Jacques Nicolas, Le traceur de lignes, roman, Weyrich, préface d’Amélie Nothomb.

Ce livre, on en sort un peu ahuri, hébété. Il faut toujours un temps pour réaliser qui est en train de parler, et sur quel ton,et dans quel sens. Mais nos vies ont-elles un sens? Plutôt tutti frutti d’impressions, de réflexions. A nous de démêler l’écheveau pour y trouver notre bien. Une sorte de livre in progress , dans lequel rien n’est définitivement fini. Enfin,, au bout d’une semaine d’efforts constants et méthodiques, la magie opère et la ville s’ouvre, éclate, le béton se lézarde, les tours s’écroulent devant moi. / Paris est loin maintenant.

Mais n’est-de pas là justement l’image de notre vie? Dieu n’est pas seul à écrire droit avec des lignes courbes. Mais quand nous nous mettons,plus souvent que nous ne le croyons, à écrire courbe avec des lignes droites, quel capharnaüm! Et pourtant, bien souvent, n’est-ce pas ainsi que nous vivons? A moins de se prendre pour Dieu. C’est un point de vue. Mais ça ne marche pas toujours.

Bref, un patchwork très réussi, dans un style à la fois sobre et imagé, des paragraphes très courts, des instantanés qui défilent, marquent le temps.marquent le temps, la progression de l’histoire.

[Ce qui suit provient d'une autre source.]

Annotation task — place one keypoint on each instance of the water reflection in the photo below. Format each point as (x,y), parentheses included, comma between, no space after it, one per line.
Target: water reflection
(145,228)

On dirait des biographies entrecoupées de courtes incises, de réflexions. Le Bateau ivre est mis à contribution, et Thoreau, mais tout l’incongru du style et du récit, allant parfois jusqu’à la déglingue finale, avec cette alternance de sadisme, de volonté de choquer, de quelques passages idylliques, me font plutôt songer à Roussel ou Adamek. Une haine de ce qui est corporel, une sorte de pudibonderie qui se transforme en dégoût? Peut-être. En tout cas, une belle maîtrise du style. L’auteur en fait quasiment ce qu’il veut.